El estudio parte de la idea de que debido a que la especie humana es mayoritariamente monogámica, al menos en Occidente, y de que por tanto el equilibrio ideal se hallará en un índice de masculinidad de 1:1 aproximadamente, y añadiendo el hecho de que el coste de supervivencia de nuestra descendencia es elevado (necesitamos mucho tiempo y esfuerzo para sacar adelante a nuestras “crías”, están lejos de salirnos gratis biológica y económicamente) el desequilibrio en el índice de masculinidad debe tener un impacto considerable en nuestro comportamiento. Una escasez de hembras o una escasez de machos debería recrudecer la lucha por acceder a una pareja reproductiva.

En la mayoría de los mamíferos, el éxito reproductivo masculino está más afectado que el de las hembras por la cantidad de machos disponibles. Por así decirlo, una hembra sólo puede ser fecundada una vez cada x tiempo. Su reproductividad tiene fijo ese límite debido a que durante la gestación no puede volver a ser fecundada. En cambio, un macho puede fecundar hembras sin más límite que su energía física. Por esto, se espera que el efecto de un índice de masculinidad elevado (exceso de machos) sea más prominente que el de un exceso de hembras.

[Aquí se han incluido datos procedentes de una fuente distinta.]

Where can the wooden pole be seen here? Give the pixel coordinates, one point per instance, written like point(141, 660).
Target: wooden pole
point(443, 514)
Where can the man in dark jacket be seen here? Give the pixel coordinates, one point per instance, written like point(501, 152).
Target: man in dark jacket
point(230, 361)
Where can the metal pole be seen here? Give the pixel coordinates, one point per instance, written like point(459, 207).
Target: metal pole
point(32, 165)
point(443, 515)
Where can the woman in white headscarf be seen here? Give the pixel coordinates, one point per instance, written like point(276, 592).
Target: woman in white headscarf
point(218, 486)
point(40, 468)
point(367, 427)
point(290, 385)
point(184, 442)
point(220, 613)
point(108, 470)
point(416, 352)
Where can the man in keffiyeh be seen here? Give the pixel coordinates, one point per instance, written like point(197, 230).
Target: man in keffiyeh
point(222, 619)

La lucha por el acceso a la reproductividad, por así decirlo, se espera más “cruda” cuando los índices de masculinidad son altos (exceso de machos). Cuando el índice de masculinidad es bajo, por contra, se espera una lucha menos encarnizada debido a que los machos tienen una menor presión por acceder a las hembras.

Pero esas palabras están muy bien para un documental sobre naturaleza. ¿Cómo se desarrolla esa lucha en un entorno regulado por leyes y moral como el nuestro, en donde la violencia frente al prójimo es castigada? Parte de la respuesta, según este estudio, está en el ámbito de lo económico, por lo que esa “lucha recrudecida” debería reflejarse en la manera en que gastamos o ahorramos.

¿Gastamos según el índice de masculinidad?

The Financial Consequences of Too Many Men: Sex Ratio Effects on Saving, Borrowing, and Spending” y los subestudios que lo componen afirman que existe correlación positiva entre el índice de masculinidad y variables tales como:

  • La cantidad de deuda. A mayor índice de masculinidad en una ciudad (exceso de hombres frente a mujeres),  mayor nivel de deuda individual.
  • Número de tarjetas de crédito. A mayor índice de masculinidad en una ciudad (exceso de hombres frente a mujeres),  mayor número de tarjetas de crédito.
  • Recompensa inmediata pequeña vs. recompensa grande demorada. A mayor índice de masculinidad percibido (exceso de hombres frente a mujeres),  mayor elección de recompensas inmediatas por parte de los hombres.
  • Cantidad de ahorro. A mayor índice de masculinidad percibido (exceso de hombres frente a mujeres),  los hombres ahorraron un 40% que en situaciones de “menor masculinidad”.
  • Préstamos solicitados. A mayor índice de masculinidad percibido (exceso de hombres frente a mujeres),  los hombres solicitaron préstamos un 80% mayores que en situaciones de “menor masculinidad”.
  • Expectativas de gasto. A mayor índice de masculinidad percibido (exceso de hombres frente a mujeres),  más gasto se espera de los hombres en situaciones relacionadas con el acceso a una pareja (por ejemplo, cena en un restaurante romántico, regalo de San Valentín, etc.)

El estudio empleó estas medidas como operadores de las variables “impulsividad económica” y “deseo de acceso a recursos económicos“. Cuanto mayor es el número de hombres frente al número de mujeres, el comportamiento económico se vuelve más impulsivo. Los autores sostienen que esta impulsividad puede considerarse una competitividad incrementada entre los hombres para aumentar sus posibilidades de acceso a una pareja reproductiva.

Una cuestión interesante que brota de estos estudios es cómo el índice de masculinidad llega a influir en estos comportamientos. En la ciudad no tenemos aparatos que nos indiquen el índice de masculinidad con que hemos amanecido así como hay termómetros que nos indican la temperatura. Es difícil que el índice de masculinidad nos afecte per sé¿Cómo “nos damos cuenta” del ratio como para que pueda influir en nuestro comportamiento? ¿Con qué variables podemos operativizar la percepción del índice de masculinidad?